Tale grave ed ingiustificata trascuratezza coinvolge, secondo la Corte d’appello, in primo luogo la responsabilità del primo operatore chirurgico che era capo della equipe. Analogo addebito può essere mosso al secondo operatore, che oltre ad essere coinvolto nell’intervento, era anche il direttore del reparto e quindi direttamente chiamato alla gestione dei profili organizzativi. Infine, secondo il giudice di merito, si configura pure la responsabilità dell’anestesista su cui gravavano specifiche incombenze connesse al ruolo ed alla competenza. In ogni caso, il rischio era grave quanto evidente, sicché coinvolgeva senza meno le competenze professionali afferenti a ciascuna delle figure professionali in esame.
Tale diffuso apprezzamento appare del tutto immune da vizi logici e pienamente aderente ai più consolidati principi in tema di lavoro in equipe e di affidamento. Invero, secondo quanto persuasivamente ritenuto dal giudice di merito, il rischio respiratorio era davvero macroscopico, palpabile alla stregua delle più elementari conoscenze mediche. Esso doveva essere particolarmente evidente per il rianimatore, ma non poteva in alcun modo sfuggire ai due chirurghi componenti dell’equipe. La platealità della situazione avrebbe dovuto indurre indistintamente i tre sanitari a programmare adeguatamente la fase postoperatoria ed a fronteggiare con misure appropriate i rischi tipici. Invece il caso pone in luce un atteggiamento gravemente trascurato, che fonda senza incertezze l’addebito colposo che riguarda pure il secondo operatore chirurgo, non solo per il suo ruolo specifico, ma anche per la generale responsabilità gestionale connessa all’incarico di dirigente del reparto.
Pure immune da censure è la valutazione sul nesso causale: si considera persuasivamente, anche alla stregua delle valutazioni medicolegali, che un attento monitoraggio e la predisposizione dei appropriate misure avrebbe consentito di fronteggiate in modo risolutivo la complicanza insorta.
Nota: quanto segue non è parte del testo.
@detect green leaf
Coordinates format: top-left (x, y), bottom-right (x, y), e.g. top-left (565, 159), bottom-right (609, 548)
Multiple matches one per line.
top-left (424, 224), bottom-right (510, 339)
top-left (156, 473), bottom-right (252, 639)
Per contro, il grave ritardo degli interventi pregiudicò irreversibilmente l’esito delle terapie, conducendo all’evento letale.
I gravami sono quindi inammissibili. Segue, a norma dell’articolo 616 cod. proc. pen., la condanna dei ricorrenti al pagamento delle spese del procedimento ed al pagamento a favore della cassa delle ammende della somma di Euro 1.000 ciascuno, a titolo di sanzione pecuniaria, non emergendo ragioni di esonero.
Gli imputati vanno altresì condannati alla rifusione delle spese di parte civile che appare congruo liquidare in Euro 4.000,00 oltre accessori di legge.
P.Q.M.
Dichiara inammissibili i ricorsi e condanna i ricorrenti al pagamento delle spese processuali e ciascuno a quello della somma di Euro 1.000,00 in favore della cassa delle ammende; oltre alla rifusione delle spese in favore delle parti civili che liquida in complessivi Euro 4.000,00, oltre accessori come per legge.